Example replay: same request is queried multiple times, and the best response is selected for reuse.

Questions

what about the overhead by prepending examples within small LLM? doesn’t it harm performance?

prepending examples slightly increases prefilling time due to longer input—the decoding time remains largely unaffected—but still far lower than that of large models.

Meeting Notes

caching: even similar(not same) request can improve performance
Designing Systems
1. Goal abstraction
  - interface
  - performance
2. Problem
  - Design goal
  - Trade off
  - Workloads
Principles
1. HoL -> preemption
2. Concurrency Control -> transaction
3. Too many workloads -> make system adaptive/customize
4. Central entity for communications.
5. communitivity -> scalability

Thoughts.

So caching similar data (not exactly the same data) works.
The weak point was “how” to implement that.
therefore, figuring out the exact bottlenecks is important.

For example, in this case, bottlenecks were not just caching similar data itself but how to collect that info and share among multiple LLMs efficiently.

And for efficiency itself, heuristic threshold does work well. Caladan also used the similar one.

This work also use centralized Router to control + heuristic threshold to manage control signals. similar with Caladan which works with centralized IOkernel to control singals + heuristic threshold to manage control signals.
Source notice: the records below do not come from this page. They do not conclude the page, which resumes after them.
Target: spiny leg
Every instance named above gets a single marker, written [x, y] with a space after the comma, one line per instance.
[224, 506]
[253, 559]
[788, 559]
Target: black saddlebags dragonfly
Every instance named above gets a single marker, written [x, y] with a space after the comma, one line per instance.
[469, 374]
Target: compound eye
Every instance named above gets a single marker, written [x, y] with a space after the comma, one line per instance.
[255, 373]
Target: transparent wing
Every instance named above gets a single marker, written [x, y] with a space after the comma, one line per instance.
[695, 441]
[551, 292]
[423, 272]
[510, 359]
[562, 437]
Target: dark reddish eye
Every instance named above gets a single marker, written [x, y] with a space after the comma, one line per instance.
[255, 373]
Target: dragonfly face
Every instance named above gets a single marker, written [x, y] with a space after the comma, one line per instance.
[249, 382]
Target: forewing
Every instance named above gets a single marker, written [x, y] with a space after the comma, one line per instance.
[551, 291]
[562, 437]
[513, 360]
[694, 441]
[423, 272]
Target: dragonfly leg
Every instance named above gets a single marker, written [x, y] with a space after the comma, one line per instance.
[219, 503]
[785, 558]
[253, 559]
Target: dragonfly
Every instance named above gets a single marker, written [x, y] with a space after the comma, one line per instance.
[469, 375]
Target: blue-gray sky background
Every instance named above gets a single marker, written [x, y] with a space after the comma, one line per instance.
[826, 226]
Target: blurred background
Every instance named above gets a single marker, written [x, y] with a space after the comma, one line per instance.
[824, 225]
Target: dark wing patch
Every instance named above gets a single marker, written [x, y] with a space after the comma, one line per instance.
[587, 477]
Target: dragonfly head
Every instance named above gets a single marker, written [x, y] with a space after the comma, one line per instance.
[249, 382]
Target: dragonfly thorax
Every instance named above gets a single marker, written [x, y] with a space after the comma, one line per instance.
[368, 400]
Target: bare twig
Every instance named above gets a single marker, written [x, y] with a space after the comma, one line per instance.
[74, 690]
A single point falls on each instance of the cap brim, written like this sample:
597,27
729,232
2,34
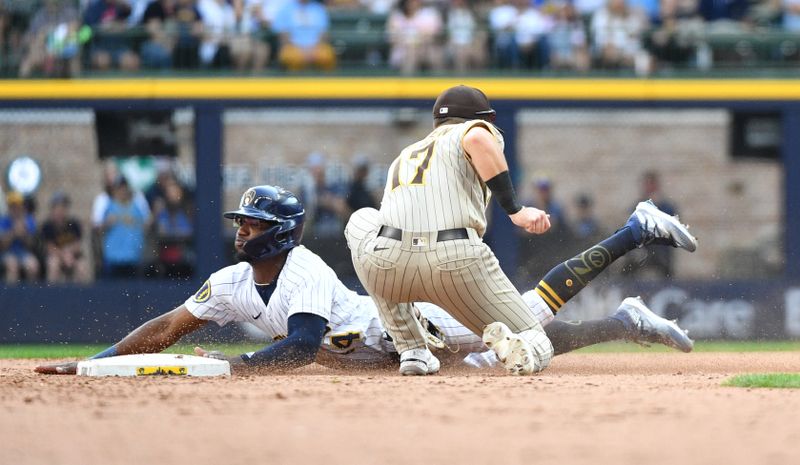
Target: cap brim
249,212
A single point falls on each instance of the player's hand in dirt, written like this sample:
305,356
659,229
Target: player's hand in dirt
532,220
68,368
235,360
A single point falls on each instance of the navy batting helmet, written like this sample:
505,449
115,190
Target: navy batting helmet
275,205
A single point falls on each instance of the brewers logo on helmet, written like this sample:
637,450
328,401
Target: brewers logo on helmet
278,207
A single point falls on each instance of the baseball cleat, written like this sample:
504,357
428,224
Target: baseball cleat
418,362
652,226
512,350
646,327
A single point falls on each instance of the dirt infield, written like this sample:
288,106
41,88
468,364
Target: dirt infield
641,408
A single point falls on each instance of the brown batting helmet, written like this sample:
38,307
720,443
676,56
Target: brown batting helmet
463,102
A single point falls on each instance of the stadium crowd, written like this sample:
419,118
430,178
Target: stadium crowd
131,233
64,38
150,233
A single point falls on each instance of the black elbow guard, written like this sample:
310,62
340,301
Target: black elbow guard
503,191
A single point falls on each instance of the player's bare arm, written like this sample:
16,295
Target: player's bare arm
490,163
151,337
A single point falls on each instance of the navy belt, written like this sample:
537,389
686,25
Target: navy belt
441,236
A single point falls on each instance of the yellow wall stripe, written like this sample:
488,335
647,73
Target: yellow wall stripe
549,302
550,291
390,88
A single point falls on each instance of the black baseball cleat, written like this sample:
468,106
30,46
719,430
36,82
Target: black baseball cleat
645,327
650,225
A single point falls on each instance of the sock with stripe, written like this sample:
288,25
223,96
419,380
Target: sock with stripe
567,279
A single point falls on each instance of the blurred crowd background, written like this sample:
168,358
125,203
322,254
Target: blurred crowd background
99,216
71,211
70,38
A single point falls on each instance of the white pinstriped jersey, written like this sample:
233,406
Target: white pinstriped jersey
307,285
438,174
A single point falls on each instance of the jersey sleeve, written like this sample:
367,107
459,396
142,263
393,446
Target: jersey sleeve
469,125
212,302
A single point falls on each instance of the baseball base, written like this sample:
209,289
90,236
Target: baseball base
154,365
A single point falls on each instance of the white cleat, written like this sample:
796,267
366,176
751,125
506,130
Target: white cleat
512,350
646,327
657,227
418,362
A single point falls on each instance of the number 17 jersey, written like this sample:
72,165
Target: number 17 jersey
432,185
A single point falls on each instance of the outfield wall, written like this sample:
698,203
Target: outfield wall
51,314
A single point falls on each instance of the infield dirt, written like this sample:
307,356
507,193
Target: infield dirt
632,408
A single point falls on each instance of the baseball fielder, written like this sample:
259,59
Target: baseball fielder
291,295
425,242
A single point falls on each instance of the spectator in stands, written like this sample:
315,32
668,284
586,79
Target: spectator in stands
587,8
326,208
791,15
358,195
379,7
18,241
138,8
124,225
158,20
651,9
617,37
531,29
679,32
174,228
112,43
61,236
52,41
101,201
466,41
250,47
219,27
415,38
567,40
15,16
586,229
726,13
3,205
543,199
326,214
100,206
502,24
303,28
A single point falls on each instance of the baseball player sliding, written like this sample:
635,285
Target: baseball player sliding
425,243
290,294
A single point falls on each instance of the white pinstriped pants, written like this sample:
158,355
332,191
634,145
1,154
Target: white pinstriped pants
461,276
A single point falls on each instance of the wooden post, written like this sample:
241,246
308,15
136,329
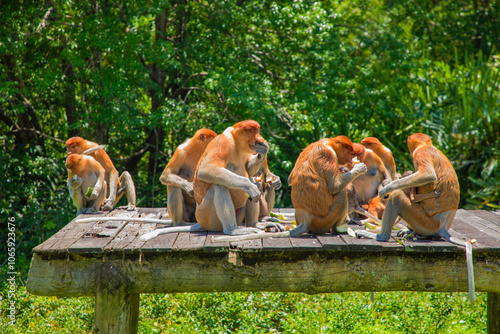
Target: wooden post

to add control on something new scenario, maybe having a leader components and give it the rules to control might be common way.

Anyway, the biggest gain with this work for me is that I knew caching similar data also works.

By the way, I’m not sure this would work outside of AI model sementics.

Intrinsically, AI doesn’t have clear borderline in data to use, since it’s continously learning and evolving with provided inputs.

But traditional system is different.

“caching similar data” doesn’t make sense. Being conservative and cache less necessary data, might be possible, but in traditional system, cache performance only decided with hit/miss. There is no function to “learn” or “evolve” from provided data.

I think caching similar data works only in LLM context.

But it’s still interesting that their idea of “Utilize current resource well”.

if we use caching + offloading, maybe we can offloading some GPU works to CPU?

Hmm but isn’t GPU usually used for “strong computation power” like parallelism? not just about the speed which cache can benefits.

Can we apply this to memory?: it’s already doing caching well with tiered architecture itsself.